1. Your map is too high level
Perhaps, in an effort to save time, those involved in process mapping capture 10 or 12 high level steps of a process. What’s wrong with a map being too high level? Everything. It does not reflect all of the steps in the actual process. It doesn’t properly account for task and wait times. It fails to take into consideration decisions and decision makers. It doesn’t allow for waste identification and removal, and overlooks areas for increased value for the customer. One of the keys to successful process mapping is to take the time and capture all of the steps in the process, not just the high level.
2. Failing to include process owners in the process mapping
How can a process be mapped if the people who use the process are not involved in mapping it? Without the contribution of process users, the map delivers an unrealistic reflection of the process. It’s the equivalent of taking an SOP and saying that this is the way things are done. It’s just not the case. Theory and practice can differ greatly. Without the actual process owners and those who follow the process involved in the mapping, you are simply creating fiction.
3. No current sate map
Moving directly to the creation of a new future state and bypassing a current state sounds like a good strategy, right? Wrong. Bypassing the current state is a critical mistake in developing, or improving, processes. Your current state map provides a clear picture of the current problems, waste, and inefficiencies. If you can’t understand a current process and how it works, how can you expect to improve on it. Without leveraging the power of the current state you may well just be developing a new inefficient process that will be as valueless as the existing one. It is the starting place for you to begin developing a new and improved process.

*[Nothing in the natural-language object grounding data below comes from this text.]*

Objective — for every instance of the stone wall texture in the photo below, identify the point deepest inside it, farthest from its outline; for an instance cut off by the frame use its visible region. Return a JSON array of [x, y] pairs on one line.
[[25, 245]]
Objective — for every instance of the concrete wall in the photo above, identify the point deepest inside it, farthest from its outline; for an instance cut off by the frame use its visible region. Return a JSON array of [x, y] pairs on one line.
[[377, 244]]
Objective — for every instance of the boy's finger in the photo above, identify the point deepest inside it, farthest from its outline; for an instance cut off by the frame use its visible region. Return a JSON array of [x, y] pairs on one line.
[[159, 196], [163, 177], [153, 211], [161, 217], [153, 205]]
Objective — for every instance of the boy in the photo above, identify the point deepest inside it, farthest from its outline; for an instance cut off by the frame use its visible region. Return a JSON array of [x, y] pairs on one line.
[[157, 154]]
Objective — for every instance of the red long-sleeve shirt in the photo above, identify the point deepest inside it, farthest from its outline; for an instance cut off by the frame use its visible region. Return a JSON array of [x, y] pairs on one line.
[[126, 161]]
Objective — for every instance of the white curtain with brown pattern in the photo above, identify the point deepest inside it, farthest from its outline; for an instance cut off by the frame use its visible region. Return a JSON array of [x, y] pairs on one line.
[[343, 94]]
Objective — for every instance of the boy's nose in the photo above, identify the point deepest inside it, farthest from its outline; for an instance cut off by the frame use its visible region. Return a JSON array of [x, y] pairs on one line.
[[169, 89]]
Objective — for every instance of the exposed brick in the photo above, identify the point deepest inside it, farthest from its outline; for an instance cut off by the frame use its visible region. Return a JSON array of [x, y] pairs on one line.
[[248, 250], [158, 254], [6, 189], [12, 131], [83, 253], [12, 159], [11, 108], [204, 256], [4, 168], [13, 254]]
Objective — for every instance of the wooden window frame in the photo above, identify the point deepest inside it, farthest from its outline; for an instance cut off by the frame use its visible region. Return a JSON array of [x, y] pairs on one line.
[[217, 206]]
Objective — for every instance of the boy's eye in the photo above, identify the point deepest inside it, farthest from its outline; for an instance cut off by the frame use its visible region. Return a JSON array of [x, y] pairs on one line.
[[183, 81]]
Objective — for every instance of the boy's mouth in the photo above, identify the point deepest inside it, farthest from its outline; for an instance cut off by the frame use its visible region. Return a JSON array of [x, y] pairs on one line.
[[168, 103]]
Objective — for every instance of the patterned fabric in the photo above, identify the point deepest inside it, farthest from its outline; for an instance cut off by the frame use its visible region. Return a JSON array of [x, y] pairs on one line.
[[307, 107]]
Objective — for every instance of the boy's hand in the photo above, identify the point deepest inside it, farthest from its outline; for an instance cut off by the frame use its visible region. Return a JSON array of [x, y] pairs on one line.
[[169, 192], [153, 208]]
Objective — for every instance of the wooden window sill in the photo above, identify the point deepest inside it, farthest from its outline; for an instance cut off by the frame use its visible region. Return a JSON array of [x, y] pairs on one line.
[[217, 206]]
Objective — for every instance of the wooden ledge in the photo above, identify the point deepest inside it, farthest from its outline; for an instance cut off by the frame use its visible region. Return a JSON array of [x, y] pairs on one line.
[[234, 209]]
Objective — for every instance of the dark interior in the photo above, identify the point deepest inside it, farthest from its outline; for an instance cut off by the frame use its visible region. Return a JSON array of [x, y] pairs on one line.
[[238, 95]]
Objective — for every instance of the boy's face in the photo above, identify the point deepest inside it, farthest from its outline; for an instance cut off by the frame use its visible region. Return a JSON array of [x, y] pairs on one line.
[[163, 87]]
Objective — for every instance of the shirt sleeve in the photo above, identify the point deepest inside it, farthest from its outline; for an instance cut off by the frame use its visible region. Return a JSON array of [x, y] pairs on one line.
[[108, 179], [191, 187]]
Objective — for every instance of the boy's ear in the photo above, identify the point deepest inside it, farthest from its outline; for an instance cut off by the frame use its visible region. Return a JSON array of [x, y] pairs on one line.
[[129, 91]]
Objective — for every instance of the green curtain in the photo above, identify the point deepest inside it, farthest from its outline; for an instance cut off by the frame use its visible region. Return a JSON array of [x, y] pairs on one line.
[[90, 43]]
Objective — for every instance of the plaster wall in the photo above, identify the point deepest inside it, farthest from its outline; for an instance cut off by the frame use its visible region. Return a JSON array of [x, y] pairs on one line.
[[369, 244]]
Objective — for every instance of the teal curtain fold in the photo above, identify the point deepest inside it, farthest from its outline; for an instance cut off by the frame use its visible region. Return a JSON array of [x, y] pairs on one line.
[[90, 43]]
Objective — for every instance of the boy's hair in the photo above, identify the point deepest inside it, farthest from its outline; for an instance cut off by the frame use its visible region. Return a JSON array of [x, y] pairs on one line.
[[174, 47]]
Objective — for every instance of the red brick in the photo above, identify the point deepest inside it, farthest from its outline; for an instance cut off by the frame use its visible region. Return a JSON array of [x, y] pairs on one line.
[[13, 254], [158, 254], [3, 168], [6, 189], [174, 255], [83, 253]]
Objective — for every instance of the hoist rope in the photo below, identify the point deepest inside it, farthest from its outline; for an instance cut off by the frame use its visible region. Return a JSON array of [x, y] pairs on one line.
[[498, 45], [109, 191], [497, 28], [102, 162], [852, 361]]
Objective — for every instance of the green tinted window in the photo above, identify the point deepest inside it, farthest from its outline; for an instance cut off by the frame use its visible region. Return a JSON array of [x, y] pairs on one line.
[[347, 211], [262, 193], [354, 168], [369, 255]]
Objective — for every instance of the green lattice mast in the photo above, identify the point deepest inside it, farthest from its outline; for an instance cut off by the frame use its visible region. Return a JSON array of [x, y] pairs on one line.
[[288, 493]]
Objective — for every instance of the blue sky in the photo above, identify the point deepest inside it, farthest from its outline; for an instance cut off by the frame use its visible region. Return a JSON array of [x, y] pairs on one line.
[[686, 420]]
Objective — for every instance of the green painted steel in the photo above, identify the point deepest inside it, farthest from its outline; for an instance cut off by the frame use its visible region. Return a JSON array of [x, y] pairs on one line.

4. No project plan for the new process
So, you’ve mapped the current state, and as a team, developed a great, new and improved process – well done. You’re finished right? No. Actually here is where some real heavy lifting occurs. During the new process development, new technologies, removal of wastes, new ways of communicating and responsibilities may have been incorporated into the design. However, these changes to the process and the implementation of the new process don’t just happen, it’s critical that you develop a new process project plan to capture all of the tasks, responsibilities, and due dates. Without a comprehensive plan, all you have is a pretty new process map on the wall.
5. No executive support
Business process improvements are not easy. They require time, effort, and commitment. For the process improvements to be successful, the number one key is executive support for the process improvement project. Executive personnel must understand the benefits to the organization of the improvements, its priority, and act as a champion for the process improvement. With the competition for resources within an organization, it’s very easy for a process improvement project to get put on the back burner, or not implemented correctly. With executive support pushing the agenda, you’re sure to sidestep failure and see the new process implemented successfully.
Process mapping plays a huge role in business continuous improvement efforts. Make sure that your map captures the process steps, you include the right people, you map the current state, develop a plan, and have solid executive support and your efforts will be successful.